03 - Rinse grains. In a medium saucepan, combine grains and broth or water. Bring to a boil, reduce heat, cover, and simmer until tender, approximately 20 minutes for quinoa or 30 minutes for farro. Drain any excess liquid.
04 - In a large skillet over medium heat, warm 1 tablespoon olive oil. Add garlic and sauté for 30 seconds. Add chopped greens and a pinch of salt; cook, stirring, until wilted, approximately 3-4 minutes.
05 - Whisk together tahini, lemon juice, maple syrup, warm water, Dijon mustard, salt, and pepper until smooth and creamy.
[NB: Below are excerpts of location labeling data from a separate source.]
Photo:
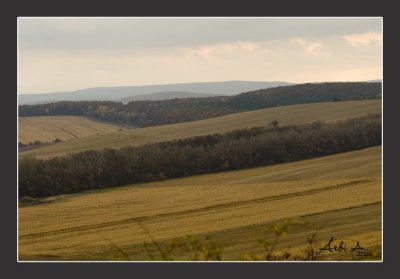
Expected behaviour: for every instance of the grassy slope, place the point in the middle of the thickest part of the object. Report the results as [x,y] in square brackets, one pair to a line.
[296,114]
[339,193]
[48,128]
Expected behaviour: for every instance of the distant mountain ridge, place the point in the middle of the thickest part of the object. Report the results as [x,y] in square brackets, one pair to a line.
[153,113]
[120,92]
[166,95]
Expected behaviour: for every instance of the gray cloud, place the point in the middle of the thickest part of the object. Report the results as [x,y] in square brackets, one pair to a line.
[136,33]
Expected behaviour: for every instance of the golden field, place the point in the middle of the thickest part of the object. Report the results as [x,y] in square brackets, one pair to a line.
[48,128]
[339,195]
[286,115]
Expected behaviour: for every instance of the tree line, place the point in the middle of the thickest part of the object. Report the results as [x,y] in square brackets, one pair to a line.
[192,156]
[151,113]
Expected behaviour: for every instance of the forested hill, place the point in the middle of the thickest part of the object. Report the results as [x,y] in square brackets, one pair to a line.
[150,113]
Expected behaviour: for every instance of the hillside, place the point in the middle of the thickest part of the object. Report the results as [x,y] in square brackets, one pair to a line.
[119,92]
[338,195]
[296,114]
[49,128]
[154,113]
[166,95]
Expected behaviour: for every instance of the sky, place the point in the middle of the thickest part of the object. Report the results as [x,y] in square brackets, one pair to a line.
[66,54]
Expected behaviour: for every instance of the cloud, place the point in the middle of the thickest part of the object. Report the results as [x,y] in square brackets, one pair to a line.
[62,56]
[220,48]
[364,39]
[310,47]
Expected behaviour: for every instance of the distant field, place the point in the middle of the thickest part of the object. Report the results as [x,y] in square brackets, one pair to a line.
[339,194]
[295,114]
[48,128]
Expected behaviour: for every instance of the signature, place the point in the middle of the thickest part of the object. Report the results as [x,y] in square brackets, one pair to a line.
[337,245]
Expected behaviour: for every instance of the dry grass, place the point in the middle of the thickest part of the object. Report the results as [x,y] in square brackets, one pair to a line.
[329,190]
[48,128]
[296,114]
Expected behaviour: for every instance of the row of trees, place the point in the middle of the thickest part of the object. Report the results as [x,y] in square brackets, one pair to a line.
[198,155]
[150,113]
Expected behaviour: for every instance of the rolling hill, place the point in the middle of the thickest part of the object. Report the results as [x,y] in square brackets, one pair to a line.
[166,95]
[286,115]
[338,195]
[154,113]
[119,92]
[48,128]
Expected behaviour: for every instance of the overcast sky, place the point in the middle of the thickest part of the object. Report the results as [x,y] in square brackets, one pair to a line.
[63,54]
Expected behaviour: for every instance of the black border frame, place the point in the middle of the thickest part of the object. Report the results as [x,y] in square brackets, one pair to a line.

Add additional water as needed for desired consistency.
06 - Divide warm grains between serving bowls. Top with roasted vegetables and sautéed greens. Drizzle generously with prepared dressing.
07 - Garnish with pumpkin seeds, feta cheese, and fresh parsley. Serve warm.

# Expert Advice:

01 -
  • Simple and easy to prepare in just 55 minutes.
  • Vibrant and nutrient-dense with seasonal root vegetables and kale.
  • Easily customizable to be vegan or gluten-free.
02 -
  • If the tahini dressing is too thick, whisk in warm water one tablespoon at a time until smooth.
  • Massage kale with a little olive oil before sautéing to help it wilt faster.
  • Prepare a double batch of the grains and roasted vegetables for easy meal prep during the week.